An identical graphic was also shared here on Twitter; and here, here and here on Facebook.
The posts surfaced online after the Philippines’ drug regulator granted emergency approval to CoronaVac, made by Chinese firm Sinovac, on February 22, 2021. It said, however, the vaccine was not recommended for health workers due to published data suggesting it has lower efficacy than Covid-19 vaccines made by Pfizer/BioNTech and Oxford/AstraZeneca.
Workers considered essential to the economy and soldiers were likely to receive the first vaccinations in the Philippines, AFP reported.
Although trials in Turkey found CoronaVac to be 91.25 percent effective, other, more robust trials in Brazil only demonstrated an efficacy rate of around 50 percent.
The graphic in the social media posts, however, had been doctored.
Keyword searches on Google found the original was posted on Twitter by local news organisation ABS-CBN on December 22, 2020. It contains a different quote.

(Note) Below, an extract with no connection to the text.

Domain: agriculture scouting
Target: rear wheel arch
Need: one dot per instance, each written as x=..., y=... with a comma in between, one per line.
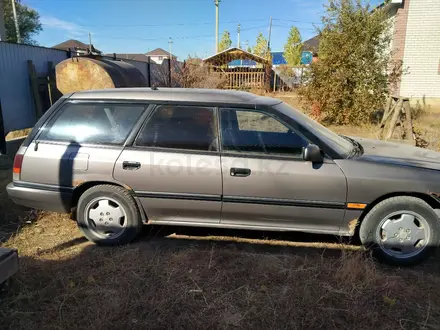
x=83, y=187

"All in all, if there's going to be (contract) signing this coming month, we will have 60 million (doses of Covid-19 vaccine) for the second quarter and third quarter," the original quote reads.
Galvez made the comments in a meeting on December 21, 2020, in which top government officials discussed the country’s Covid-19 vaccination programme.
The doctored image mimics the black, white and red colours used in the original ABS-CBN graphic, as well as the photo caption "Jonathan Cellona, ABS-CBN News/file", as highlighted below.
ABS-CBN denied publishing the graphic in the misleading posts, calling it “a fake art card using ABS-CBN News' template” in this statement posted on Twitter on February 23, 2021.
Galvez’s office denied he made the remarks in a tweet on February 23, which said he “has never issued any such public statement and will never do so.”